By Lou Baldwin
Special to The CS&T
PHILADELPHIA – What better way to observe the feast of St. Peter Claver, the patron saint for Black missions, than inviting and honoring modern day laborers in that apostolate to the celebration?
Every seat was filled Sept. 9 at Philadelphia’s former St. Peter Claver Church, which is now part of the St. Peter Claver Evangelization Center, for the annual Mass.
Retired Auxiliary Bishop of New Orleans Dominic Carmon was the celebrant.
In his homily Bishop Carmon spoke on the life of St. Peter Claver, the 16th-century Spanish Jesuit who is credited with catechizing and baptizing 300,000 African slaves in Cartegena, Colombia, which was then the world center for the slave trade. He urged the congregation to follow the saint’s example by being evangelizers themselves.
Bishop Carmon is an evangelizer in his own right.

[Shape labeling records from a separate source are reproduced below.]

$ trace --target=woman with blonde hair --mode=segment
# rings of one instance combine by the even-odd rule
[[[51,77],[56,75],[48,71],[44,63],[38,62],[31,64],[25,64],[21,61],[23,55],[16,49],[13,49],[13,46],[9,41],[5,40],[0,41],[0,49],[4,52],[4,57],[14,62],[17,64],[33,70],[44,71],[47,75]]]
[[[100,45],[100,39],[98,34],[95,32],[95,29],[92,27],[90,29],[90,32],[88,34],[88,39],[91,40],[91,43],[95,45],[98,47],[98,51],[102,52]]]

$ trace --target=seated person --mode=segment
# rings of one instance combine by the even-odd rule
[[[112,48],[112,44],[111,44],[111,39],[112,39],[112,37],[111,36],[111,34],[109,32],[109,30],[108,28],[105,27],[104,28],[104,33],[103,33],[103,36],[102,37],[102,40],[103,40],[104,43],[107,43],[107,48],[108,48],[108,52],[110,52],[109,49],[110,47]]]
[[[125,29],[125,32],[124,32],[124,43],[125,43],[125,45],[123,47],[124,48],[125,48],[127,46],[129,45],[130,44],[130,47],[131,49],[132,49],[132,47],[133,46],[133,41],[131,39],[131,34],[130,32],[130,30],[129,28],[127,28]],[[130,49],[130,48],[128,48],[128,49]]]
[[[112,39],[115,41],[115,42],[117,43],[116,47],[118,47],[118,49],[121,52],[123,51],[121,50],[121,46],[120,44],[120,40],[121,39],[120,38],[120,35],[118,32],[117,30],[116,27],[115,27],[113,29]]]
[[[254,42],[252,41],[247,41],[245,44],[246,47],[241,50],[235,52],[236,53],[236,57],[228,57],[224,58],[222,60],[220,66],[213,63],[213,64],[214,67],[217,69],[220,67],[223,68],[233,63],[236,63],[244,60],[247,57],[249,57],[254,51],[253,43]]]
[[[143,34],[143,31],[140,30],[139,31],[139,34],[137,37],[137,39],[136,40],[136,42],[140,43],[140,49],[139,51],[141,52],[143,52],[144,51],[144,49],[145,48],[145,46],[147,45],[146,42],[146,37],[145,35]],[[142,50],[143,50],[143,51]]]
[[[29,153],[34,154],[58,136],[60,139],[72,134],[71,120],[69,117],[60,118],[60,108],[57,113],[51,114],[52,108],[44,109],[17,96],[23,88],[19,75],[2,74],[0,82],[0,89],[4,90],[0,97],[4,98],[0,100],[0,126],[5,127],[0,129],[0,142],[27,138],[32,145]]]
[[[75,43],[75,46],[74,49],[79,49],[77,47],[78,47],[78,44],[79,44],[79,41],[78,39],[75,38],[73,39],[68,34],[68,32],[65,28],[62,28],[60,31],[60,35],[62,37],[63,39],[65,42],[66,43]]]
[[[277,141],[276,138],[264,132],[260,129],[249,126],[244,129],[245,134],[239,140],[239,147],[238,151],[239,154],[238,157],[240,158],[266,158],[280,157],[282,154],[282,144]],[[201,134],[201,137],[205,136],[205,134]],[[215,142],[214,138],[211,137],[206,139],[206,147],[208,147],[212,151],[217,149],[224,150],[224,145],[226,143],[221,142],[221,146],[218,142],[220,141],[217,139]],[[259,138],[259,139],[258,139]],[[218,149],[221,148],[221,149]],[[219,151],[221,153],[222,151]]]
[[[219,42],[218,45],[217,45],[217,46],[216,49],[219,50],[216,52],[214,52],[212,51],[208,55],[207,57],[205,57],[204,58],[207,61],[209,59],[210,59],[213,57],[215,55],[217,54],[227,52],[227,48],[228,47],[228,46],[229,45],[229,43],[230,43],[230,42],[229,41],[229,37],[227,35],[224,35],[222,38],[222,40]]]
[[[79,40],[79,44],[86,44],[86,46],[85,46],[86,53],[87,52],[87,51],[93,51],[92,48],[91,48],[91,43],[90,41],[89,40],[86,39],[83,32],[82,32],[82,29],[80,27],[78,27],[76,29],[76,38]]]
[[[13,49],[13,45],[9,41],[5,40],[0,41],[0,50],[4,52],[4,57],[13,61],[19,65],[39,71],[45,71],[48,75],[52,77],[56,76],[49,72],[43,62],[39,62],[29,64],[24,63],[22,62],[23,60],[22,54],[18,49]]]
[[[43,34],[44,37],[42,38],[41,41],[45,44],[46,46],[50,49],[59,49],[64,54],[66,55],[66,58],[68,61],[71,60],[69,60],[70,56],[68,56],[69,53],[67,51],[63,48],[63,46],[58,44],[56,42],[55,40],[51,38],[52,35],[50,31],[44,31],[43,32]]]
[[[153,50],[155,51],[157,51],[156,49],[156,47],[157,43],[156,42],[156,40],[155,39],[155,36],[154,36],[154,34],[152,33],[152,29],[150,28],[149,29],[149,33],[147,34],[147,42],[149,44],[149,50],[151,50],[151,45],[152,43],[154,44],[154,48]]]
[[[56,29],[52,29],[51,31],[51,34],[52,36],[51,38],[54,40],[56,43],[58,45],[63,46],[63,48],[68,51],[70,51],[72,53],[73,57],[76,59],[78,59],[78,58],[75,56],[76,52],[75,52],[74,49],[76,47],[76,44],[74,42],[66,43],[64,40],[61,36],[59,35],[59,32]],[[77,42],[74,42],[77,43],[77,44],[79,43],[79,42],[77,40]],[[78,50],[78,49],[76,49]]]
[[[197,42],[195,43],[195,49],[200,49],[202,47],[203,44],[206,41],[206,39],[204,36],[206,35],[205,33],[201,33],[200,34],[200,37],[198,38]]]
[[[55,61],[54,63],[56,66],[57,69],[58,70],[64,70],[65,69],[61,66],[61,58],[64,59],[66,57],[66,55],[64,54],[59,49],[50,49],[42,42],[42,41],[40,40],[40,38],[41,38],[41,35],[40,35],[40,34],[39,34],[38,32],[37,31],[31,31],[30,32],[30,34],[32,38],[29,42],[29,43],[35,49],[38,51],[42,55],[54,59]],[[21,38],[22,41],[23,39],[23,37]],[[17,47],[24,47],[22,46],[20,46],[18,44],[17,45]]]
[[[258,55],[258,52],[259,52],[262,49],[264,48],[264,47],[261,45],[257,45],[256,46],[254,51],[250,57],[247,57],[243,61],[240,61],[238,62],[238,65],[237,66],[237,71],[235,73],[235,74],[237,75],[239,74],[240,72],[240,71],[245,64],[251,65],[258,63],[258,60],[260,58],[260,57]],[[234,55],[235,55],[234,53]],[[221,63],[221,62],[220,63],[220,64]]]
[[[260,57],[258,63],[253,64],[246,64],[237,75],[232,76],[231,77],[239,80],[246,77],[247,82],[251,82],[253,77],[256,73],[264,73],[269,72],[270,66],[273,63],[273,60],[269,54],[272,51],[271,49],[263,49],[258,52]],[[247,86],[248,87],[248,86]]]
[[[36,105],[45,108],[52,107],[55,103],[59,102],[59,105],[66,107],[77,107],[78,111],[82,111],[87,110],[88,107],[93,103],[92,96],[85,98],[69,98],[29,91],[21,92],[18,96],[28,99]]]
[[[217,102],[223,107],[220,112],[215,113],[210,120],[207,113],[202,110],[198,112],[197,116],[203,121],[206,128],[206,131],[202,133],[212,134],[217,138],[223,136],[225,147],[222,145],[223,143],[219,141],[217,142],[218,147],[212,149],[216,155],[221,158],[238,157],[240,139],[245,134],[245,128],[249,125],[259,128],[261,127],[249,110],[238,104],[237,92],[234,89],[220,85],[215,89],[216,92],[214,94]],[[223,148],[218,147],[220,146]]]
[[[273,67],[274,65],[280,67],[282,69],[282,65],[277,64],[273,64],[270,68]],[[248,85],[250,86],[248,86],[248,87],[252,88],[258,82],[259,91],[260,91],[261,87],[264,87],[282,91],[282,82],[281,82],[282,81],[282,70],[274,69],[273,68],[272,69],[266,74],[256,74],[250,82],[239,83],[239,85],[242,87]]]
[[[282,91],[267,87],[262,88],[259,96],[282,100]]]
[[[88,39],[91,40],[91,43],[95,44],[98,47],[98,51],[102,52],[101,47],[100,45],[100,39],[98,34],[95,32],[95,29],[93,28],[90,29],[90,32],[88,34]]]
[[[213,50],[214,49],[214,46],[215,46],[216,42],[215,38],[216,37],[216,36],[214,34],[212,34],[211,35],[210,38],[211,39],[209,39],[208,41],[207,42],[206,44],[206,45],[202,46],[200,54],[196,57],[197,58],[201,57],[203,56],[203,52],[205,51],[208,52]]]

Born in Opelousas, La., as a young Society of the spanine Word priest he was a missionary in New Guinea in the 1960s, then served as pastor of two mostly African-American parishes in Chicago, and finally served as Auxiliary Bishop for New Orleans before his 1996 retirement.
The grand old church – which served Philadelphia’s first Black parish, founded in 1886 and closed in 1985 – is still used for evangelization purposes, retreats and special Masses, according to Father Stephen Thorne, director of the archdiocesan Office for Black Catholics.
The historic church has just been newly painted. “It was absolutely wonderful to see it looking so beautiful,” Father Thorne said.
“We recognized religious sisters and brothers – Sisters of the Blessed Sacrament, Sisters, Servants of the Immaculate Heart, Sisters of Mercy, Sisters of St. Joseph, Christian Brothers, Norbertines, Franciscans and others,” Father Thorne said.
“Peter Claver was a Jesuit and there is a nice connection,” Father Thorne said. “Their motto is Ad Majorem Dei Gloriam (For the Greater glory of God)” and everything we do is for God’s glory. It is always about God, not us.”
Blessed Sacrament Sister Roland Lagarde, who lectored for the liturgy, is also from Louisiana. As very young child in New Orleans she met Mother, now St., Katharine Drexel, the foundress of her congregation. The saint was affectionately known in Louisiana’s black community as “Le Bonne Mere” (“The Good Mother”)
Sister Roland’s own mother was an early graduate of what is now Xavier University of Louisiana, but was then a school where young black women were educated then sent out in pairs to establish rural schools for black children in segregated rural Louisiana.
“The homily was excellent, and Bishop Carmon asked us to do what St. Peter Claver did,” Sister Roland said. “The choir was excellent; the whole Mass was very well organized.”
In addition to the men and women religious and the diocesan priests in African-American ministry in attendance, recognition was also given to the almost entirely African-American Knights of Peter Claver and their women’s auxiliary, also present in large numbers.
Lou Baldwin is a member of St. Leo Parish and a freelance writer.